He was staring at me with those weird full­moon eyes. And grinning. And flicking the end of his tail back and forth.

  “If I what? What kind of sneaky tricks are running through that sneaky little mind of yours?”

  “Oh, you might not be interested, Hankie.”

  I stomped over to him and stuck my nose in his face. “I’m not interested, Kitty, but part of my job on this ranch is to stay one step ahead of the cats. Out with it.”

  He drew circles in the dust with his paw. “Well, if I were you, I’d want to impress Miss Beulah.”

  “Ha! Me impress Miss Beulah? Hey Pete, for your information, she’s crazy about me and . . . impress her in what way? I mean, just for laughs I want to hear the rest of this.”

  He blinked his eyelids and grinned. “Well, Hankie, you can show her and everyone else that you can hunt birds as well as Plato. I know a way.”

  I almost took the bait. I almost asked him to tell me more, but caught myself just in time. Chuckling, I turned and walked a few steps away.
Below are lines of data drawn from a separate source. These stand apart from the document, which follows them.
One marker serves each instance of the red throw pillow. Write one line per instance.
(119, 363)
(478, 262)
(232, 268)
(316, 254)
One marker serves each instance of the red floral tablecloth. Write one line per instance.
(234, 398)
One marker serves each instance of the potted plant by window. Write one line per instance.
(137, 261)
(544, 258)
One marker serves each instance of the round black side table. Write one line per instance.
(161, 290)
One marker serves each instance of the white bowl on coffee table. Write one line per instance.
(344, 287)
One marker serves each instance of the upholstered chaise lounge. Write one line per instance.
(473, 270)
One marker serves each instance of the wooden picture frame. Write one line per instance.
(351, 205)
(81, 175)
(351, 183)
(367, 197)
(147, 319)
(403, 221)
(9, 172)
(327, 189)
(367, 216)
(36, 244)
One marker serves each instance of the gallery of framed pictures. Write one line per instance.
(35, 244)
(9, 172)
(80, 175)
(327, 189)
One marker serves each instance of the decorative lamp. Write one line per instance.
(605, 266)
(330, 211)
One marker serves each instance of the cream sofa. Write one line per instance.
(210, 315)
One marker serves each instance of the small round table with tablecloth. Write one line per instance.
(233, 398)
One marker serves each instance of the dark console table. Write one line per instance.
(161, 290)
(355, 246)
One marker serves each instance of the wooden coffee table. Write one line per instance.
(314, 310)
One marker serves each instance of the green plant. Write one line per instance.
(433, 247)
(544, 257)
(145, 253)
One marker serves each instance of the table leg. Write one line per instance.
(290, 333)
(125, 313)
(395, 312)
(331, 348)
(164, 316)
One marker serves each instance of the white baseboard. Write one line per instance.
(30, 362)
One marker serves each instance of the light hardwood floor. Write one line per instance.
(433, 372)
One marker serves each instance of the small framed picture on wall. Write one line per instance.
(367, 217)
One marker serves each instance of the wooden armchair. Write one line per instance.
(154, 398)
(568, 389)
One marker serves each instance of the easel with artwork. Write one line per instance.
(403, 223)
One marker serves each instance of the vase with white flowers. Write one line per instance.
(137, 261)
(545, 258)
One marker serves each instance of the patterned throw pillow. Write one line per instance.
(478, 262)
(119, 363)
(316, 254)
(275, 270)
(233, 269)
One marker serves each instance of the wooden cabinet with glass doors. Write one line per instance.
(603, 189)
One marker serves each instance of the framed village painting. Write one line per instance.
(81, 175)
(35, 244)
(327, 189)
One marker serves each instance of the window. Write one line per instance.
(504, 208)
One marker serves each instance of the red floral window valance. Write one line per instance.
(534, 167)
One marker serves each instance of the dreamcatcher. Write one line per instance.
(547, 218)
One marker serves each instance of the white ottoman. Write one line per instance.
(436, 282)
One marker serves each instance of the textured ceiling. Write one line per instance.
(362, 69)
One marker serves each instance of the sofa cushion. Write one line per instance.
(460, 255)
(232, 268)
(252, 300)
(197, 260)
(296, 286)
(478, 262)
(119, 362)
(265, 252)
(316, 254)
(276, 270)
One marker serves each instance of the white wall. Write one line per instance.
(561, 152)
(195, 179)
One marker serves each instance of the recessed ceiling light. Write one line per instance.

  “Ha, ha, ha. Pete, you’re the champ when it comes to scheming, but there are a couple of holes in your ointment. Number one, Beulah probably won’t come. Number two, if she does come, I plan to be very busy with my routine work. Number three, Plato is just a minor irritation to me. Number four, I don’t need to impress him or Beulah or anyone else. That would be childish and silly.

  “Number five, I have no interest in birds. Zero. Zilch. Birds are totally boring. And number six, this conversation is over. Now run along and catch a mouse.”

  He started to leave in that sliding gliding walk of his. “Whatever you think, Hankie, but if you change your mind, I’ll be around.”

  “Fine. Great. I won’t change my mind. Thanks for trying to be helpful, but I don’t need any help. Good-bye.”

  He left. Peace at last. What a crazy idea, me trying to impress Beulah with . . . actually, it wasn’t such a . . . but on the other hand, I didn’t need to impress her—her or anyone else.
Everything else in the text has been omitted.